1. **set_index()**: Sets the DataFrame index (row labels) using one or more existing columns or arrays. Key parameters include:
   - `keys`: Column name(s) or array(s) to use as the new index
   - `drop`: Whether to delete the column(s) used as the new index
   - `append`: Whether to append columns to the existing index
   - `inplace`: Whether to modify the DataFrame in place
   - `verify_integrity`: Whether to check the new index for duplicates

2. **to_csv()**: Writes the DataFrame to a comma-separated values (CSV) file. This method provides many options for customizing the output format, including:
   - `path_or_buf`: File path or object to write to
   - `sep`: Field delimiter (default is ',')
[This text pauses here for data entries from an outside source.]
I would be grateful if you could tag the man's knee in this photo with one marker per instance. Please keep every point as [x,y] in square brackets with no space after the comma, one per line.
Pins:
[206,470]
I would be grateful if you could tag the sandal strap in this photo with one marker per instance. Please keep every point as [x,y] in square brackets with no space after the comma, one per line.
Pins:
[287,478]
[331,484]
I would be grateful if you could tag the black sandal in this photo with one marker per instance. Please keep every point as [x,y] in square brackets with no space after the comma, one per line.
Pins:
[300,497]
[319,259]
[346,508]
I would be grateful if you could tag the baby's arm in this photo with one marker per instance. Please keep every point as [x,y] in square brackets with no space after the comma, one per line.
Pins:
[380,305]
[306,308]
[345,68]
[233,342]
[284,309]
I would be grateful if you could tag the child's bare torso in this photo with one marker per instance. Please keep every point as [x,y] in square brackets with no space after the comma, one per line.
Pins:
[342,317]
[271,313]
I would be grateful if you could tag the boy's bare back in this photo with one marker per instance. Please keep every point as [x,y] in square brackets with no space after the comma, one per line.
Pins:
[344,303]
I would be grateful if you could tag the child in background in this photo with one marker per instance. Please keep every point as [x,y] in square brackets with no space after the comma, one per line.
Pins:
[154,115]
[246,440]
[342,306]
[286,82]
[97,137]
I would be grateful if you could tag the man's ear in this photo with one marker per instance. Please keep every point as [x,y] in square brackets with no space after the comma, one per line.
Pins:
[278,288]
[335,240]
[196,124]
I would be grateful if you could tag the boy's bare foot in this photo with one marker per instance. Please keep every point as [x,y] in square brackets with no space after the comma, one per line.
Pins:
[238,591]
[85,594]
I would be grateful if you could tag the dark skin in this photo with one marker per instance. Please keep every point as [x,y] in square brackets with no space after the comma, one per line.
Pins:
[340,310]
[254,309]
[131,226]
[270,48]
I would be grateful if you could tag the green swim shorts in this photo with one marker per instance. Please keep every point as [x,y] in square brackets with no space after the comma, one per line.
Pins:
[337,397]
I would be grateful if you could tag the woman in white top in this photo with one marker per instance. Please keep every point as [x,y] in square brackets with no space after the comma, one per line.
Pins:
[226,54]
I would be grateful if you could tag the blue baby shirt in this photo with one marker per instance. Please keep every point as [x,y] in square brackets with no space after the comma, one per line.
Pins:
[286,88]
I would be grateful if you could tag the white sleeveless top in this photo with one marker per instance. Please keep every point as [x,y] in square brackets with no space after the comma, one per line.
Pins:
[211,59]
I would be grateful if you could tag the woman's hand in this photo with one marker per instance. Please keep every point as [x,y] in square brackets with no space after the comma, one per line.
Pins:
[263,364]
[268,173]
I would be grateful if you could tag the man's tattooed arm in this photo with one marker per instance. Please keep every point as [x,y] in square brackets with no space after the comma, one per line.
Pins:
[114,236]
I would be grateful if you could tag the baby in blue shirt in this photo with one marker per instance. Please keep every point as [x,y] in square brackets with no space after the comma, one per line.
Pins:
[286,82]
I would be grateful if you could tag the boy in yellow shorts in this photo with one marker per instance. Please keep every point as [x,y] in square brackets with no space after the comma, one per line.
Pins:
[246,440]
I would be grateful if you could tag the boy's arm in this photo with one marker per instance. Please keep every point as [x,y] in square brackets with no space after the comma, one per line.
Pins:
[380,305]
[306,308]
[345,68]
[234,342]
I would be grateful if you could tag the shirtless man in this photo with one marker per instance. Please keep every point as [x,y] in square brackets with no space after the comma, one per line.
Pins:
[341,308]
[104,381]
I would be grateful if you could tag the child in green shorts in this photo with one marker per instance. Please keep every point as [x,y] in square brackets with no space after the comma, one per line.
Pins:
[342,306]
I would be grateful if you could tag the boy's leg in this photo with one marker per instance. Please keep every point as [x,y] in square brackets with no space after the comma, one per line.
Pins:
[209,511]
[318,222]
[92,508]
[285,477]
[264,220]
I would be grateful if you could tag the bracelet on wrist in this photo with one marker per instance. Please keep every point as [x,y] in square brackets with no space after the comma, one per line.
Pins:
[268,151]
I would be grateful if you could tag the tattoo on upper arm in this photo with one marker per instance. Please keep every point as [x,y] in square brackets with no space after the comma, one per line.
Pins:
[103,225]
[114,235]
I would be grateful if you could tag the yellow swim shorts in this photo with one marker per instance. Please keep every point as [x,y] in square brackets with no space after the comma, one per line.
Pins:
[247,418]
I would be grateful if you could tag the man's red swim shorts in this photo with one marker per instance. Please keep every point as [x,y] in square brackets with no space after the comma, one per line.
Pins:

   - `na_rep`: How to represent missing values
   - `float_format`: Format string for floating point numbers
   - `columns`: Which columns to write
   - `header`: Whether to write column names and what to call them
   - `index`: Whether to write row names (index)
   - `index_label`: Column label for index column(s)
   - `encoding`: Character encoding for the output
   - `compression`: Compression mode for the output file

These methods are essential for data manipulation and exporting data from pandas to CSV files for sharing or further processing.